Sometimes we don’t look the other way when it comes to meting out accountability to liars and their lies. Just ask Alex Murdaugh, convicted last week of the murder of his wife and son. The scion of a dynastic South Carolina family which had tremendous power in its little neck of the woods, Murdaugh mixed his heritage with more than a lethal dose of mendacity, reducing the big fish in a small pond legacy to pretty much pond scum.
Over these last several years, particularly the Trump years, the cable news descendants of Rush Limbaugh have moved their job description from provocateur to huckster. And it’s important to note that there is a world of difference between run-of-the-mill bias and the cynical hawking of known lies for money, spelled R-A-T-I-N-G-S.
The Pandora’s box of emails, texts and other evidence in the Dominion Voting Systems defamation lawsuit against Fox News is not as surprising as the outlets reporting this story (which may not include Fox itself) might have one to believe. Surprising that some of this was put in writing, yes, but not so much the content.
Over at Fox, I’ve not been alone in wondering whether Tucker Carlson, Sean Hannity, Laura Ingraham and the decidedly lesser lights of that network were getting high on their own supply. But what has been revealed in dribs and drabs makes it pretty clear that they weren’t. They didn’t actually drink the Kool-Aid; they just passed it out, only asking whether strawberry, cherry or grape was preferred.

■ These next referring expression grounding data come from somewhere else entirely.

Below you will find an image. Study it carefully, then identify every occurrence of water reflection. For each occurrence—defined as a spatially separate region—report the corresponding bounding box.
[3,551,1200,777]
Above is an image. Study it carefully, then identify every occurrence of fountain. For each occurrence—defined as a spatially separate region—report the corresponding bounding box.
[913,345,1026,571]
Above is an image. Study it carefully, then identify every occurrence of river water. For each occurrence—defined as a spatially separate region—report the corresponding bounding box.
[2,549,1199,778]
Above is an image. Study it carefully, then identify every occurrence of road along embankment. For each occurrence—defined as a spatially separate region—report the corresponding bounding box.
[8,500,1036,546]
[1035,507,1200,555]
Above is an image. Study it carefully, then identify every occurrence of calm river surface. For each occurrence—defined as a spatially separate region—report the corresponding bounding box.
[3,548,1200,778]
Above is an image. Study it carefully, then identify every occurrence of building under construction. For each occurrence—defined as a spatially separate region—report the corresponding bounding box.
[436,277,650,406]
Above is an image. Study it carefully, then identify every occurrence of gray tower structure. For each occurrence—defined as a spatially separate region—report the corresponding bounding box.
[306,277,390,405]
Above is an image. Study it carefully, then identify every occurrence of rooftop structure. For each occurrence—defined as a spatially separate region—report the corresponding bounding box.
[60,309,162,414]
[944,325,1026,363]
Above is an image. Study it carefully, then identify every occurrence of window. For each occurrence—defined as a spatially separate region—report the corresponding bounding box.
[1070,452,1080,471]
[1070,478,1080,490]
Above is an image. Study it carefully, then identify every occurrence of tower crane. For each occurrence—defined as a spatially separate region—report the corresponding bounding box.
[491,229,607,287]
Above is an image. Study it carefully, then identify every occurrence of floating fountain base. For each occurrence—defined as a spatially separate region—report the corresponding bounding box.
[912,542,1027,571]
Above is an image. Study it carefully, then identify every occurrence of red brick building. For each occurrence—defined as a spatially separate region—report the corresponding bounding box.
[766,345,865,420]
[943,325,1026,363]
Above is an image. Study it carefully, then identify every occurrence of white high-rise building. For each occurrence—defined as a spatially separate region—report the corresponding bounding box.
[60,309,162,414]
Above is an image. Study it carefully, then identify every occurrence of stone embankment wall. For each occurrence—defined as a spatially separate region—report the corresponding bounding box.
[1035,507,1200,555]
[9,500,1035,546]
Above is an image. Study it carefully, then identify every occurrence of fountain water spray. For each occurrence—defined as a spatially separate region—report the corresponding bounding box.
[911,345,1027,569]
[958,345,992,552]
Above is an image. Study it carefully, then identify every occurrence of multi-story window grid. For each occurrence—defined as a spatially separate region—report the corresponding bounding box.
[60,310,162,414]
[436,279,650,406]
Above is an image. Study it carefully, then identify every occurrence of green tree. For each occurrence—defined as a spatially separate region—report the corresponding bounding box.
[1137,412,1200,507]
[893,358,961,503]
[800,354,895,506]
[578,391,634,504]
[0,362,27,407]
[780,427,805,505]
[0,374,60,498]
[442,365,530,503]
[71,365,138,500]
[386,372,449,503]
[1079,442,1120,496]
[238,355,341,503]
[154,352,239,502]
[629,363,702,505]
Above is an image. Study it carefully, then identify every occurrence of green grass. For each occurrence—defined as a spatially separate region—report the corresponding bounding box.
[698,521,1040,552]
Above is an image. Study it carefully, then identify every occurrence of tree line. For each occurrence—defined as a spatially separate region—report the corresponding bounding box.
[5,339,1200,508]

The cynicism of tailoring their lies to their audience demonstrates they have more in common with “gay-for-pay” porn stars than they do with decent people. To take that analogy one indelicate step further, they placed their bets that their audience would swallow, and not spit. But then again, maybe I have that comparison backward. It’s kind of hard to tell who’s doing who. (Mother would so not approve of this whole paragraph.)
Tucker Carlson, for whom the term “odious” could have been invented, is doubling down this week by whitewashing the January 6 insurrection. But how can one more misdirection, misrepresentation or downright lie make any difference now? Murdaugh had a whole line of defense that could be paraphrased, “Sure I lied about this, that and the other, but I’m telling the truth now. I did not murder my wife and son.” Tucker, sweetums, you know that didn’t work out so well for him, right?
It’s clear that Fox has limited its “news” to what its viewers want to be told, which is eerily similar to someone who is being paid for sex moaning, “Oh, baby, you’re the best!” while secretly thinking the client is just another mark for the con. It’s 21st-century mendacity with its “powerful and obnoxious odor,” as Big Daddy termed it. “It smells like death.”
What isn’t clear is how this is all going to play out in this lawsuit, specifically, and in society, more generally. Perhaps we could start by figuring out how to backtrack to petty hypocrisies from the serious mendacity with which we’re currently dealing. That, and chanting “liar, liar, pants on fire” whenever the occasion calls for it.
As Shakespeare said in The Merchant of Venice, “At the length truth will out.” And as Jesus said in John 8:32, “Ye shall know the truth, and the truth shall make you free.”
So come on, Rupert and Tucker and Sean and Laura. I don’t think you want to argue with Shakespeare. And you sure as hell don’t want to mess with Jesus Christ. Certainly not with your audience.